El área resaltada muestra la ubicación y dirección del alud

El área resaltada muestra la ubicación y dirección del alud

¿Cuánto influyen las tragedias en nuestra forma de ser? Mi abuelito Augusto era un hombre callado, casi sin palabras. De las pocas que hablaba en su breve castellano cultivado en el Callejón de los Conchucos, las expresaba con tristeza. Así es como lo recuerdo. Quizá mucho de esa imagen que conservo de él se deba a lo que le tocó vivir en Yungay el 31 de mayo de 1970. Iba con frecuencia a ese pueblo, tanto a visitar a amigos y acaso familiares. Y en esos trajines estaba cuando lo sorprendió un terremoto de 7.8 grados, y al poco tiempo la descarga de un alud proveniente de las faldas del Huascarán. Junto con otras personas, y con alrededor de ochenta años a cuestas, corrió hacia un cerro mientras el ruido de la avalancha atoraba los espantados tímpanos del que más. 20 mil personas morirían esa tarde. Sólo sobrevivieron trescientos, entre ellos mi abuelito. Como estos, él lo vio todo. Desafortunadamente, le tocó presenciar la desaparición de su compadre, esposa e hijos. Ante sus ojos, la tierra se los tragó.
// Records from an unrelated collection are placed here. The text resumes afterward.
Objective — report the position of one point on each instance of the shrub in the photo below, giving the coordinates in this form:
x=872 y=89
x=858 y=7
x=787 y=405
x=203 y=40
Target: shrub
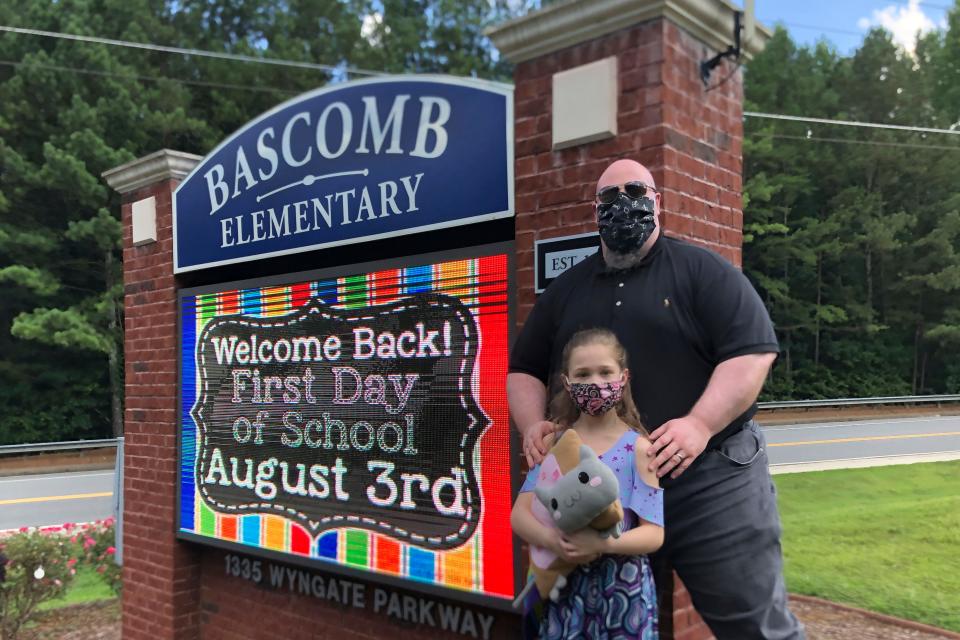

Maltrecho física y anímicamente, durante meses estuvo en condición de “no habido”. A la verdad, desde su juventud tenía por costumbre recorrer a sus anchas la sierra central sin mayor aviso a nadie. Pero por obvias razones, en esta ocasión lo dieron por muerto. Ello hasta el día en el que tocó la puerta de la casa. Comprensiblemente, nunca volvió a ser el de antes. Tal es como lo conocí.